Abstract: Research in quantum computing has offered many new physical insights and a potential to exponentially increase the computational power that can be harnessed to solve important problems in science and technology. The largest fundamental barrier to building a scalable quantum computer is errors caused by decoherence. Topological quantum computing overcomes this barrier by exploiting topological materials which, by their nature, limit errors. In this colloquium, I will discuss how to engineer topological superconductors supporting Majorana zero-energy modes at the interface of a conventional superconductor and a semiconductor with spin-orbit interaction. I will present recent results by the Microsoft Quantum team consistent with the emergence of topological superconductivity in proximitized semiconductor nanowires. Finally, I will present a proposal for scalable quantum computing involving topological qubits which comprise of superconducting islands in a Coulomb blockade regime hosting aggregates of four or more Majorana zero modes.

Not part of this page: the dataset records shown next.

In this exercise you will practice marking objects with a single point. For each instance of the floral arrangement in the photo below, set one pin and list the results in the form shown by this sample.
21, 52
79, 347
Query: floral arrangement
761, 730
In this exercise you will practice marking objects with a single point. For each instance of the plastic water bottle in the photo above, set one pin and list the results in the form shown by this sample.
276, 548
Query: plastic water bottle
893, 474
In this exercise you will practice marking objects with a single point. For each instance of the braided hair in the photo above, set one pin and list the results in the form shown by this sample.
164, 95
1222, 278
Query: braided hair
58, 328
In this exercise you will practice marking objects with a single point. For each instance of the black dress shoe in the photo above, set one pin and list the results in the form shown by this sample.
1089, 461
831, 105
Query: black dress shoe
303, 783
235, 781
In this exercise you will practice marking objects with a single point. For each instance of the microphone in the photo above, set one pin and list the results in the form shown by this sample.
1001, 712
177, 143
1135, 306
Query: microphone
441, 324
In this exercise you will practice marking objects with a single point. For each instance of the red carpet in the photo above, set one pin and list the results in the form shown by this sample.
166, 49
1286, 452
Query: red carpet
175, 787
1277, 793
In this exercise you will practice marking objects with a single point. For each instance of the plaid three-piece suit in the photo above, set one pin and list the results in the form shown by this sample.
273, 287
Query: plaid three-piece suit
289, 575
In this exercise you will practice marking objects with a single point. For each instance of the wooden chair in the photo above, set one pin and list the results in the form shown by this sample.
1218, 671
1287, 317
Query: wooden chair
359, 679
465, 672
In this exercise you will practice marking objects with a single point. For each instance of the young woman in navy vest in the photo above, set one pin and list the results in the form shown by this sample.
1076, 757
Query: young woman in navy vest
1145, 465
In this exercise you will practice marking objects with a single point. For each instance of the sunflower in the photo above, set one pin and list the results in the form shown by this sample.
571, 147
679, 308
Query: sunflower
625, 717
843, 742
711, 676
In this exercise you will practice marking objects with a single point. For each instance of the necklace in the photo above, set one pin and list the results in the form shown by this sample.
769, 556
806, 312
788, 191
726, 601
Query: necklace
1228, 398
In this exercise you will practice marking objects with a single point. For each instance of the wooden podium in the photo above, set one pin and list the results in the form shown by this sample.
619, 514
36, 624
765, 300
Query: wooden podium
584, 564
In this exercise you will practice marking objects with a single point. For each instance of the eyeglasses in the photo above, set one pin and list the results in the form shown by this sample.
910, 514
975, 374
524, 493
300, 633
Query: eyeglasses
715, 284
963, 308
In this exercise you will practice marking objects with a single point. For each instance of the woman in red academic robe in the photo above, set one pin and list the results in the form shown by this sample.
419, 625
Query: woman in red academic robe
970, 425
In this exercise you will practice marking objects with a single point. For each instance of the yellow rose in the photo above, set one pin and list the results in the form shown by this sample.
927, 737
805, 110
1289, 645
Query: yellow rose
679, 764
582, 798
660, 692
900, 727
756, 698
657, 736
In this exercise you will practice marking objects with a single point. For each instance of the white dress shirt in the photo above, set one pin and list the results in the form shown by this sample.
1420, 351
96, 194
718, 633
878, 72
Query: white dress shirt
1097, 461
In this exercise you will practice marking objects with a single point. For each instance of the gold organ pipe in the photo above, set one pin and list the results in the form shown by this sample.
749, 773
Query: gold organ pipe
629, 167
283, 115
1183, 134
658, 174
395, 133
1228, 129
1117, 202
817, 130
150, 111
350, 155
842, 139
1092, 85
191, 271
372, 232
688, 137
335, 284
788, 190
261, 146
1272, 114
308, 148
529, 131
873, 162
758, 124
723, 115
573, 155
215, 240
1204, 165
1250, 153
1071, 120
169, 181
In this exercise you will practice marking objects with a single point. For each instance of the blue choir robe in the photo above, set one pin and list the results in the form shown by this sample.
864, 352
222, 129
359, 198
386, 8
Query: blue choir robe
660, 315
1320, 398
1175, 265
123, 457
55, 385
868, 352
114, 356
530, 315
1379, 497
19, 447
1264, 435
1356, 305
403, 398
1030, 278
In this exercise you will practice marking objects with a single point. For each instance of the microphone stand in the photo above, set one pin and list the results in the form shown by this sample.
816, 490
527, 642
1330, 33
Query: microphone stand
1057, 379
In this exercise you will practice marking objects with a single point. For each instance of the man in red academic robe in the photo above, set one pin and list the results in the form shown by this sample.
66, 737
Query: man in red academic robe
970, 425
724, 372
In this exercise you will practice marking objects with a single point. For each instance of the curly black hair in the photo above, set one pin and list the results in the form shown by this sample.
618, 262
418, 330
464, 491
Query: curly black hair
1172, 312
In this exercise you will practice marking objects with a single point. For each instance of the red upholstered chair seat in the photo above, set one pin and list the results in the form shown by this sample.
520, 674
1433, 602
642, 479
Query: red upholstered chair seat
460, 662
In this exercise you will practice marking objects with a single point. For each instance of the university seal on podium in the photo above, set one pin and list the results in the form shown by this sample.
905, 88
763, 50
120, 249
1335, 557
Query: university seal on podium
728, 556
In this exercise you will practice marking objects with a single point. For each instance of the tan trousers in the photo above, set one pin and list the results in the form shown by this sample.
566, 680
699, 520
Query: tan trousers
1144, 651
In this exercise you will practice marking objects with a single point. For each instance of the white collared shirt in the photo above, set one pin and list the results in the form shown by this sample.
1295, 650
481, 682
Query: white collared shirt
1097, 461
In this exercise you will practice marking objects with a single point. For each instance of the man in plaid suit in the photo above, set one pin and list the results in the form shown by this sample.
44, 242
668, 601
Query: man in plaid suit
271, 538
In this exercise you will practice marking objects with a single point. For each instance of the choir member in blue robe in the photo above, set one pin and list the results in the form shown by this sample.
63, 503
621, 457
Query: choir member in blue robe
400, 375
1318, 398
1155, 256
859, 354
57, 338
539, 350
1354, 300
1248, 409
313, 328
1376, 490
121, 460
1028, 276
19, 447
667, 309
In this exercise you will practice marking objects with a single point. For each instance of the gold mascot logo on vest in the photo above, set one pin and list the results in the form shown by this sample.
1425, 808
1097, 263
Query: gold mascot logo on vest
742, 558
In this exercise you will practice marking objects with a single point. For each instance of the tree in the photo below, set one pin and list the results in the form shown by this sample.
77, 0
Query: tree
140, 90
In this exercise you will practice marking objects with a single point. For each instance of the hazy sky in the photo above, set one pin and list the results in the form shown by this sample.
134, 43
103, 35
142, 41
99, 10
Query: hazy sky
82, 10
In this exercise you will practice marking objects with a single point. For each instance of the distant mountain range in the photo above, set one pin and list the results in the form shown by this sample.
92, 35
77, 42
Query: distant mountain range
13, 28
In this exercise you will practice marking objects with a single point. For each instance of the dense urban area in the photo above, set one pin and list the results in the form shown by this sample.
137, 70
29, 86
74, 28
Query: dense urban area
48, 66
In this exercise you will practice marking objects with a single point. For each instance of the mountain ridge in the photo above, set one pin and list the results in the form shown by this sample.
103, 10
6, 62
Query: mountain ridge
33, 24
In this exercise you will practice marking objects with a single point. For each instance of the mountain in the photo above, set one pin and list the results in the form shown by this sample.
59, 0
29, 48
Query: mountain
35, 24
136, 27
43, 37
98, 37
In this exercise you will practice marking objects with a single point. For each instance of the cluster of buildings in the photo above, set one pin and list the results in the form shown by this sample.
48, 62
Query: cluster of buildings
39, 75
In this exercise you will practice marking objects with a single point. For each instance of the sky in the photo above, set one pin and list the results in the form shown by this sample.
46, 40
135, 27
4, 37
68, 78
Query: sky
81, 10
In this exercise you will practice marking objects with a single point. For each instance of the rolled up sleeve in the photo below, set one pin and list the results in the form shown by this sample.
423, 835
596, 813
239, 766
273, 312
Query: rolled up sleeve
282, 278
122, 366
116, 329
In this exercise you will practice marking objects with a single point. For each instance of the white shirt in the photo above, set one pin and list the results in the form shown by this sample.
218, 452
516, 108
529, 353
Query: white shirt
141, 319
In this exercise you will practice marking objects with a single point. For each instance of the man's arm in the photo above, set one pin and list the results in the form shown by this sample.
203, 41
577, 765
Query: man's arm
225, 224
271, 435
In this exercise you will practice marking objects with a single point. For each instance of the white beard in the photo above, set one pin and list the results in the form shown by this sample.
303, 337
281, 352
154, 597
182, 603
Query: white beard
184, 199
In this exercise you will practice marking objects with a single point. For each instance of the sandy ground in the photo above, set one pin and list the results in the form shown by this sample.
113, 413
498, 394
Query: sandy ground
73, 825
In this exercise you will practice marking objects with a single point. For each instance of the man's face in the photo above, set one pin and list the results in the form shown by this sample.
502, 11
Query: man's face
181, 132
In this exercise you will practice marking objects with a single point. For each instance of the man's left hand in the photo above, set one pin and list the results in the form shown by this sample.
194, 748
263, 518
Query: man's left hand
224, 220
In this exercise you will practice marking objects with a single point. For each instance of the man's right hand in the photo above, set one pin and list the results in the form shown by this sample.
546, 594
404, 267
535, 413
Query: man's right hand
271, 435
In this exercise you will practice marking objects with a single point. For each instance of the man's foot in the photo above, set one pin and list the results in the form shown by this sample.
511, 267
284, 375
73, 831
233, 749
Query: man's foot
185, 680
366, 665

Dahlia Kushinsky- Daily normalization of E/I-ratio by light-driven transcription maintains visual processing

Abstract: Consistent and reliable encoding of sensory information is essential for an animal’s survival. However, sensory input in an animal’s environment is constantly changing, likely resulting in changes in the brain at the level of molecules, synapses, and cellular circuitry. It is therefore unclear which elements of the system are stable or dynamic, and what mechanisms allow for overall stability of the brain throughout an animal’s life. To address this question, we focused on the visual cortex of adult mice and took advantage of the daily sensory transitions from the dark of night to daylight and back to darkness during a single day. By using RNA-seq, patch clamp slice electrophysiology, and in vivo longitudinal calcium imaging in awake mice, we monitor the light driven changes in molecules, synapses, and cells across a single day. At each of these levels (molecular, synaptic, and cellular), we find rapid sensory-driven increases shortly after transition from darkness to light which is then normalized later in the day. Based on these findings, we suggest that sensory-driven genetic changes maintain functional stability of neural circuits by regulating E/I ratio in excitatory neurons every day.

Michael Sokoletsy-
Isolated correlates of perception in the posterior cortex

Abstract: To uncover the neural mechanisms of stimulus perception, experimenters commonly use tasks in which subjects are repeatedly presented with a weak stimulus and instructed to report, via movement, if they perceived the stimulus. The difference in neural activity between reported stimulus (hit) and unreported stimulus (miss) trials is then seen as potentially perception-related. However, recent studies found that activity related to the report spreads throughout the brain, calling into question to what extent such tasks may be conflating activity that is perception-related with activity that is report-related. To isolate perception-related activity, we developed a paradigm in which the same mice were trained to report either the presence or absence of a whisker stimulus. We found that isolated perception-related activity appeared within a posterio-parietal network of cortical regions contralateral to the stimulus, was on average an order of magnitude lower than the hit versus miss difference, and began just after the low-level stimulus response. In addition, we performed controls to check that it is specifically associated with performance and is not the result of differences in time or uninstructed movements across the tasks. In summary, we revealed for the first time in mice the cortical areas that are associated specifically with the perception of a sensory stimulus and independently of the report.